Y sucedió, que al día siguiente, busqué a Mariela como habíamos convenido, pero ya ella estaba en la fila de su clase y con señas me dijo que me daría los creyones durante el recreo. Pensé que esperar unas dos horas no tenía importancia. Tocó el timbre señalando el recreo, y me fui en busca de Mariela, pero al pedirle mis lápices, me dijo que me los daría a la salida del colegio; ahora se encontraba jugando Camporroto, y el juego de pelota no se podía interrumpir. Entonces sí me desilusioné, pues necesitaba estrenar esos creyones en la tarea del día. Sin embargo, decicí esperar hasta que saliera de clases. ¡No que dedaba otra alternativa! A la salida no la vi, por más que la busqué.
En ese entonces teníamos clases dos veces al día, así que decidí esperarla a la entrada del colegio, y cuando la vi llegar, me dijo que había dejado los creyones en la casa y que por la tarde me los daría.
-¡Mariela! ¿Qué pasa con mis creyones? Me dijiste que te los llevarías para sacarle punta; te los he pedido todo el día, siempre te me escondes ¿Qué pasa con ellos? ¿Entonces por qué me los regalaste?
-No pasa nada, Mymi. Te prometo, que si vas a buscarlos esta tarde, después de clases a mi casa te los daré.- Me dijo con los ojos inexplicablemente aguados.
Y sucedió que allá me dirigí, como me había pedido mi prima. Cuando ella, muy compungida me entregó los creyones, yo no podía creer los que veían mis ojos: todos los lápices no sobrepasaban los tres, cuatro o cinco centímetros de altura. se habían convertido en una tocones de creyones.
Entonces fui yo quien comenzó a llorar al verlos. No comprendía que Mariela, en su afán de sacarle punta, le había dado con tanta fuerza, las quebraba, y las quebraba y las quebraba. Acto seguido, ella me acompañó en el llanto, y las dos lo hacíamos inconsolablemente, cuando llegaron mis tíos y nos preguntaron qué nos sucedía. Por toda respuesta, en medio de sollozos, le entregué la caja con los tocones, y en aquel entonces no supe por qué mis tíos se reían con tantas ganas de algo que nosotras considerábamos una auténtica desgracia.
-No lloren más, mis niñas, y vamos todos a comer helados. El problema de los creyones tiene remedio.
-¿Cómo, tío, va a tener remedio? -le pregunté incrédula y esperanzada al mismo tiempo.- ¿Acaso ellos van a volver a crecer?

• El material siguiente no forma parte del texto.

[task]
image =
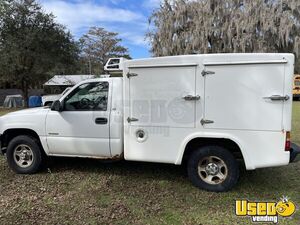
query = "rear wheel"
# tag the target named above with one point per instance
(24, 155)
(213, 168)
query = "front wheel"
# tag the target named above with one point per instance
(24, 155)
(213, 168)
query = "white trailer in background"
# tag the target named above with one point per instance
(209, 111)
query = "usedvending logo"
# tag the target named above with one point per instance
(265, 211)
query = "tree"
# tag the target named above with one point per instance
(31, 44)
(97, 46)
(212, 26)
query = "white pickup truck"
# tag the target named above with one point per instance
(210, 112)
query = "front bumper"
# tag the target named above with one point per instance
(295, 150)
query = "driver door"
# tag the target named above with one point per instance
(82, 128)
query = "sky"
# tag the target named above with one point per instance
(129, 18)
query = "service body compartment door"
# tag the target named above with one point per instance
(157, 96)
(158, 116)
(238, 97)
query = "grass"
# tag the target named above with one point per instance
(82, 191)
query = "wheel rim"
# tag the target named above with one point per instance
(212, 170)
(23, 156)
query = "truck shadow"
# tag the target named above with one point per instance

-No, hija mía, pues no soy mago, pero iremos por otra caja de creyones nueva, y yo mismo les enseñaré a sacarles punta. Pero recuerden que hay un dicho muy sabio que dice "sin prisa, pero sin pausa". Eso aplica a todo en la vida, incluso en el caso de los creyones. Nunca hay que forzar las cosas de prisa, pues se estropean. Todo hay que hacerlo con mucho cuidado.
Y de allí, nos fuimos a comprar mis creyones, a los que Tío Angel, un auténtico ángel les sacó una punta lindísima, y luego nos fuimos a comer helados para refrescar los ánimos.
Y... colorín colorete, que colorados tienes los cachetes.